L'écotaxe face aux revendications régionales

Le chemin est encore long et semé d'embuches pour l'écotaxe, une des mesures phares du Grenelle, dont la mise en service est prévue en 2011, soit une année pré-électorale. Dernière force réactionnaire à s'être levée : la chouannerie bretonne[i].

 

J'ai déjà parlé précédemment de  l'écotaxe, qui consisterait à taxer les véhicules routiers de transport de marchandises sur le réseau secondaire (sans les autoroutes), proportionnellement à la distance parcourue, avec un dispositif automatique. Dans cette  période troublée où nous sommes, nul ne sait vraiment si cette mesure survivra à l'automne, d'autant que les députés semblent trainer les pieds.
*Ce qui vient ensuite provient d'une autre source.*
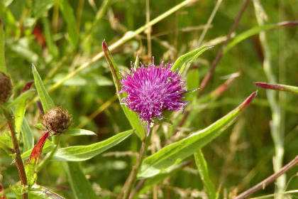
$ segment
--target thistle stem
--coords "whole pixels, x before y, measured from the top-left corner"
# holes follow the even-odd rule
[[[150,132],[150,122],[148,123],[148,126],[147,128],[147,133],[145,134],[145,136],[142,142],[142,146],[140,149],[140,153],[138,155],[138,158],[136,165],[133,166],[133,169],[131,170],[131,173],[129,174],[128,178],[126,180],[123,187],[122,188],[121,192],[120,193],[119,195],[118,196],[118,199],[121,198],[122,195],[123,197],[122,198],[127,199],[129,197],[129,195],[131,191],[131,188],[133,188],[133,185],[136,183],[136,177],[138,174],[138,169],[140,168],[140,166],[142,165],[143,160],[144,159],[147,149],[148,148],[150,141],[151,140],[152,134]]]
[[[25,167],[23,163],[22,158],[21,157],[20,149],[18,148],[18,139],[16,139],[16,131],[14,126],[14,117],[12,113],[6,108],[1,108],[4,114],[6,119],[7,119],[7,124],[9,124],[9,129],[11,129],[11,139],[13,145],[13,150],[16,154],[16,163],[18,168],[18,176],[20,176],[21,183],[23,186],[27,185],[27,177],[26,176]],[[28,194],[23,193],[22,195],[23,199],[28,198]]]
[[[56,152],[57,148],[58,148],[59,142],[60,141],[60,136],[56,135],[53,137],[53,143],[56,146],[55,148],[50,151],[50,154],[47,154],[45,156],[45,158],[40,162],[40,163],[38,166],[38,168],[37,169],[37,172],[40,172],[52,159],[53,156],[54,155],[55,152]]]

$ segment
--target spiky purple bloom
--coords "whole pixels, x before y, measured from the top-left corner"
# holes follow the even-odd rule
[[[131,68],[129,74],[123,76],[120,82],[127,97],[122,99],[128,108],[138,113],[139,117],[150,125],[154,117],[161,119],[164,110],[183,109],[188,102],[181,99],[187,92],[183,87],[184,81],[181,75],[171,70],[173,64],[160,63],[160,67],[153,63],[145,67]]]

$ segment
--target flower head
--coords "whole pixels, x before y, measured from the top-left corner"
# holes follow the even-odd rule
[[[65,132],[72,124],[72,117],[62,107],[48,109],[42,117],[41,123],[54,135]]]
[[[164,65],[162,62],[157,67],[153,60],[146,67],[143,64],[139,68],[132,67],[131,73],[126,73],[120,81],[120,93],[127,93],[122,102],[149,125],[154,117],[162,119],[164,110],[183,109],[188,103],[181,100],[187,92],[183,88],[185,82],[181,80],[180,74],[171,70],[172,65]]]

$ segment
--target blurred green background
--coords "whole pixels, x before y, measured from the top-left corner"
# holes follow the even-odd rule
[[[180,55],[197,48],[204,26],[216,1],[195,1],[154,25],[150,33],[152,52],[148,52],[147,35],[144,33],[121,43],[112,50],[116,64],[124,72],[130,68],[130,62],[134,62],[137,53],[144,64],[151,62],[152,53],[155,64],[158,65],[162,60],[174,62]],[[202,80],[208,72],[243,1],[222,1],[202,42],[214,48],[196,60],[189,72],[184,74],[184,79],[189,87],[199,87],[199,80]],[[150,1],[150,18],[153,19],[181,2]],[[111,45],[128,31],[144,26],[145,3],[146,1],[136,0],[0,0],[0,18],[5,31],[6,63],[13,83],[15,97],[26,82],[33,80],[32,63],[36,66],[46,87],[50,87],[101,52],[104,40]],[[298,1],[264,0],[260,4],[267,14],[266,24],[298,19]],[[233,35],[258,25],[253,4],[250,1]],[[297,27],[270,31],[266,32],[266,36],[277,82],[298,85]],[[186,109],[197,109],[199,112],[190,125],[180,129],[176,139],[204,129],[234,109],[258,89],[254,82],[267,82],[263,67],[263,59],[264,51],[258,34],[239,43],[225,53],[202,97],[223,84],[228,75],[238,72],[241,75],[216,100],[187,106]],[[217,189],[221,185],[221,198],[241,193],[273,173],[275,146],[270,127],[272,114],[266,92],[258,90],[258,97],[241,119],[202,150],[215,188]],[[97,134],[97,136],[65,138],[67,146],[95,143],[131,128],[119,102],[114,97],[115,92],[109,66],[106,60],[101,58],[50,93],[56,104],[65,107],[72,114],[73,127],[79,126]],[[280,108],[280,131],[285,134],[284,163],[286,163],[298,151],[297,96],[277,92],[276,94]],[[94,119],[88,120],[106,102],[111,103],[99,114],[95,114]],[[175,123],[181,119],[180,114],[181,112],[173,114]],[[40,123],[40,112],[35,104],[28,107],[26,117],[34,130],[36,141],[43,133],[33,127]],[[1,122],[3,127],[4,119]],[[158,149],[159,146],[162,147],[165,143],[172,141],[167,136],[170,127],[164,124],[162,127],[159,128],[156,133],[158,136],[155,136]],[[87,178],[99,195],[112,198],[120,191],[140,146],[140,140],[133,134],[108,152],[82,163]],[[16,166],[11,165],[10,156],[2,151],[0,156],[0,179],[4,188],[8,188],[17,182],[18,173]],[[187,161],[193,161],[193,156]],[[203,185],[196,169],[195,163],[192,163],[164,179],[158,185],[160,197],[197,198]],[[288,172],[287,182],[297,171],[296,167]],[[49,164],[39,174],[38,183],[67,198],[74,198],[62,163]],[[297,187],[296,177],[287,188],[297,190]],[[274,188],[274,184],[269,185],[256,195],[272,193]],[[151,195],[150,189],[144,193],[147,198],[150,198]]]

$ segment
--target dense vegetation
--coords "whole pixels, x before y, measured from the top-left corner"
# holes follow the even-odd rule
[[[133,198],[232,198],[280,171],[298,155],[297,10],[293,0],[0,0],[0,72],[13,87],[7,102],[0,87],[0,198],[121,198],[142,140]],[[153,56],[175,63],[189,102],[148,136],[116,93],[119,73]],[[65,113],[47,134],[55,106],[72,125]],[[297,198],[297,168],[250,197]]]

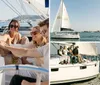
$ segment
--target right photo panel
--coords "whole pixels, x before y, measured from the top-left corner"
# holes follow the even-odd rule
[[[50,85],[100,85],[99,10],[99,0],[50,0]]]

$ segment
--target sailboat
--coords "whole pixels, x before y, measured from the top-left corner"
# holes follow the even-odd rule
[[[2,0],[4,3],[5,2],[9,2],[7,0]],[[22,4],[21,1],[26,1],[26,3],[32,7],[32,9],[40,16],[40,18],[37,19],[37,17],[35,17],[35,19],[33,20],[34,22],[38,23],[46,18],[49,17],[49,15],[47,14],[47,10],[49,8],[46,8],[45,7],[45,4],[46,4],[46,1],[49,2],[49,0],[19,0],[20,4],[21,4],[21,7],[23,8],[24,5]],[[40,1],[40,2],[39,2]],[[45,4],[44,4],[45,3]],[[10,4],[9,3],[5,3],[5,4]],[[17,3],[16,3],[17,4]],[[43,5],[42,5],[43,4]],[[10,4],[11,5],[11,4]],[[14,7],[12,7],[14,8]],[[16,7],[15,7],[16,8]],[[43,11],[42,8],[44,8]],[[25,8],[24,8],[25,10]],[[15,11],[15,10],[14,10]],[[18,11],[17,11],[18,12]],[[24,18],[24,17],[23,17]],[[21,20],[21,18],[20,18]],[[25,20],[22,20],[22,21],[25,21]],[[33,22],[32,21],[32,22]],[[29,19],[26,20],[26,22],[29,22]],[[29,23],[30,24],[30,23]],[[24,28],[26,27],[25,25],[23,25]],[[28,30],[22,30],[23,31],[27,31],[28,33]],[[26,33],[23,32],[25,35]],[[0,37],[0,40],[4,40],[4,37]],[[17,44],[16,44],[17,45]],[[0,55],[0,85],[9,85],[12,77],[15,75],[15,74],[19,74],[20,71],[25,71],[25,70],[28,70],[28,71],[33,71],[33,73],[35,73],[37,75],[37,81],[36,81],[36,85],[41,85],[41,76],[43,76],[42,74],[43,73],[46,73],[47,75],[49,74],[49,71],[46,70],[46,69],[43,69],[41,67],[37,67],[37,66],[34,66],[34,65],[5,65],[5,59],[4,57],[2,57]],[[20,75],[20,74],[19,74]],[[23,76],[25,76],[25,74],[23,73]]]
[[[75,43],[75,46],[79,46],[79,54],[83,56],[84,62],[61,64],[62,56],[57,54],[57,49],[65,45],[69,47],[72,43],[51,42],[50,83],[69,83],[97,77],[99,74],[99,61],[90,60],[90,58],[97,57],[95,43]]]
[[[60,6],[58,9],[58,13],[56,15],[52,32],[51,32],[51,38],[57,38],[57,39],[79,39],[79,33],[75,32],[73,29],[71,29],[69,16],[65,7],[65,4],[63,0],[60,2]]]

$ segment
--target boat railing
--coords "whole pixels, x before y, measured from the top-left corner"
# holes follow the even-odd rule
[[[44,68],[41,68],[41,67],[33,66],[33,65],[4,65],[4,66],[0,66],[0,73],[6,72],[6,71],[9,72],[9,71],[19,71],[19,70],[20,71],[29,70],[29,71],[35,72],[36,75],[37,75],[37,77],[36,77],[36,85],[41,85],[42,73],[49,74],[48,70],[46,70]]]

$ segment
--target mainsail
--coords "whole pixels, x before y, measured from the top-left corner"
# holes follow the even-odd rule
[[[60,32],[62,30],[70,30],[71,25],[69,21],[69,16],[65,7],[65,4],[63,0],[61,0],[54,24],[53,24],[53,29],[52,32]]]

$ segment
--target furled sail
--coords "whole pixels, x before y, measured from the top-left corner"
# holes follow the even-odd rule
[[[63,0],[61,0],[60,6],[59,6],[59,9],[58,9],[58,12],[53,24],[52,32],[60,32],[63,30],[72,31],[65,4]]]

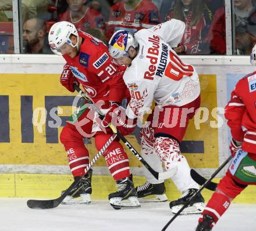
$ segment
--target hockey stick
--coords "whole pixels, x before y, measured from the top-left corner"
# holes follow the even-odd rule
[[[73,85],[74,88],[77,91],[81,96],[90,104],[91,104],[92,106],[94,108],[95,110],[99,114],[99,118],[102,119],[104,118],[103,113],[101,110],[97,108],[97,107],[94,104],[91,99],[89,98],[88,95],[86,94],[76,84]],[[177,172],[177,167],[170,169],[169,171],[167,171],[163,172],[158,172],[154,170],[147,163],[147,161],[143,158],[143,157],[136,150],[133,146],[129,143],[129,142],[118,131],[113,128],[113,126],[110,126],[113,133],[116,133],[118,137],[125,143],[128,149],[133,153],[133,154],[138,158],[138,160],[141,162],[142,164],[147,168],[147,169],[150,172],[150,173],[155,177],[155,179],[158,180],[164,180],[166,179],[170,178]]]
[[[113,133],[112,136],[109,138],[109,139],[106,142],[106,144],[104,147],[100,150],[98,154],[94,157],[94,158],[91,160],[89,164],[84,169],[84,172],[83,176],[84,176],[95,161],[99,158],[104,153],[106,149],[110,145],[112,141],[116,138],[117,135]],[[27,206],[30,208],[35,209],[41,209],[44,210],[47,208],[53,208],[56,207],[59,204],[64,200],[64,198],[67,196],[70,191],[79,183],[81,178],[78,181],[74,181],[71,185],[66,189],[64,193],[62,194],[59,197],[56,199],[52,200],[29,200],[27,201]]]
[[[202,185],[201,186],[201,187],[197,191],[197,192],[192,196],[184,204],[183,206],[177,212],[176,214],[175,214],[175,215],[172,218],[172,219],[165,225],[165,227],[163,227],[163,229],[162,229],[162,231],[165,231],[166,229],[168,228],[168,226],[170,225],[170,224],[174,221],[174,219],[179,216],[179,215],[182,212],[183,210],[189,205],[189,204],[191,202],[194,198],[197,196],[197,195],[202,191],[205,187],[205,186],[207,186],[209,182],[211,182],[211,181],[214,179],[214,178],[221,171],[221,170],[224,168],[224,167],[229,163],[229,161],[232,158],[232,157],[230,156],[229,156],[227,159],[226,159],[224,163],[216,170],[212,175],[210,176],[210,178],[205,181],[204,183],[202,184]]]

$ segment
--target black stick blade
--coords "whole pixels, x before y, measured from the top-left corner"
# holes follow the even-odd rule
[[[201,175],[197,173],[194,169],[190,169],[190,175],[192,179],[195,181],[198,185],[204,185],[207,179],[202,177]],[[217,185],[216,183],[212,182],[210,181],[206,186],[205,188],[209,189],[211,191],[215,191],[216,188],[217,187]]]

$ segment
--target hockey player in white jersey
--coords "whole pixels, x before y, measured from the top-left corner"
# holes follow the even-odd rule
[[[141,155],[157,171],[162,172],[162,163],[166,171],[177,167],[172,179],[182,195],[170,203],[173,213],[198,189],[180,149],[189,120],[200,105],[197,73],[171,48],[180,43],[184,28],[183,22],[172,19],[134,34],[119,31],[111,38],[109,48],[119,64],[128,66],[123,79],[131,99],[126,114],[127,118],[133,119],[133,124],[127,125],[127,128],[135,127],[137,118],[148,111],[153,100],[155,102],[156,106],[147,118],[150,125],[140,131]],[[121,109],[113,105],[103,124],[107,125],[113,114],[120,122]],[[156,180],[145,168],[144,172],[147,182],[137,187],[139,197],[154,194],[160,201],[166,200],[163,181]],[[183,213],[200,213],[204,202],[199,193]]]

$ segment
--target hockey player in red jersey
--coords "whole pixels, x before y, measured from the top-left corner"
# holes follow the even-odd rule
[[[101,102],[101,109],[106,112],[112,103],[120,103],[126,98],[126,88],[122,79],[125,68],[112,62],[107,46],[101,41],[86,33],[77,32],[70,23],[61,21],[51,27],[49,44],[53,52],[62,55],[67,62],[61,83],[67,90],[73,92],[74,83],[81,84],[95,103]],[[96,147],[99,150],[112,135],[109,128],[101,129],[102,127],[97,125],[98,117],[93,113],[92,118],[91,111],[88,107],[82,107],[67,121],[60,136],[75,178],[81,177],[88,164],[89,153],[84,145],[84,138],[94,137]],[[117,128],[126,135],[122,127]],[[109,195],[111,204],[115,208],[139,207],[132,178],[130,177],[128,157],[121,144],[114,140],[103,156],[119,187],[117,192]],[[74,197],[79,196],[81,197],[81,203],[90,201],[91,172],[83,177],[80,185],[64,203],[73,203]],[[130,203],[121,201],[127,198]]]
[[[106,28],[109,39],[119,30],[135,33],[161,22],[158,9],[148,0],[122,0],[113,5]]]
[[[256,45],[251,63],[256,65]],[[196,231],[211,230],[232,201],[248,185],[256,185],[256,71],[238,81],[225,116],[232,136],[233,159],[202,211]]]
C'est une mesure qui risque de coûter très cher à mettre en place (système de télédétection, service de gestion, probablement subventions à l'équipement pour les transporteurs), pour un résultat financier pas si assuré que ça, surtout que dans un premier temps la taxe devrait être faible pour ne pas trop peser sur un secteur économiquement plutôt mal en point. D'ailleurs, dans le domaine, même si le contexte est très différent, le péage londonien a bien montré que les recettes pouvaient être sensiblement inférieures aux attentes.

          Mais tel n'est pas le sujet de mon article. Certains voudraient en effet que cette écotaxe soit modulable selon les régions. Un exemple avec la Bretagne. Les régionalistes bretons ont ouvert le feu, parallèlement à l'exécutif de la région Bretagne[ii]. L'écotaxe ne passera pas en Bretagne ! On peut lister et commenter les arguments de la deuxième contribution au débat[iii] :

_La Bretagne (sortez les violons) est un territoire au fin fond de l'Europe, coupé du monde civilisé et des grandes infrastructures de transport alternatives au routier.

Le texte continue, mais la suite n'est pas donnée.